Trenam Represents Major Furniture Retailer in $580 Million Acquisition
Published by The Ledger on November, 26, 2021
Mulberry-based W.S. Badcock acquired by Franchise Group Inc. for $580 million
Paul Nutcher The Ledger
Published 10:08 a.m. ET Nov. 26, 2021
LAKELAND – Franchise Group Inc. announced this week that it has acquired W.S. Badcock Corp. in a cash transaction valued at approximately $580 million.
Mulberry-based Badcock operates 383 stores in eight Southeastern states comprised of 68 corporate locations and 315 independent dealer owned stores.
Founded in 1904, the stores are branded “Badcock Home Furniture & more” and carry a complete line of furniture, appliances, bedding, electronics, home office equipment, accessories and seasonal items.

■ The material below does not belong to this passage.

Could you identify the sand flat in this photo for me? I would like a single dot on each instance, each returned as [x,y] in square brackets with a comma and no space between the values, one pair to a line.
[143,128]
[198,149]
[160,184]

“Protecting the legacy of our 117-year old family-owned business, which has been grown through five generations, our relationships with customers, vendors, dealers, employees, and our deep ties to the local communities in which we operate, have always been of utmost important to us,” said Bill Pou Jr., W.S. Badcock’s board chairman, in a news release issued on Monday by Franchise Group.
“We wanted to find a buyer who would respect our company’s long and storied history and, in Franchise Group, we immediately recognized a management group and a company that shared our values and will help W.S. Badcock build upon the legacy created by the current family and those who preceded us.
“We are confident that we are leaving our treasured company in good hands and that this decision will help to produce a winning combination for our customers, vendors, dealers and employees,” he said.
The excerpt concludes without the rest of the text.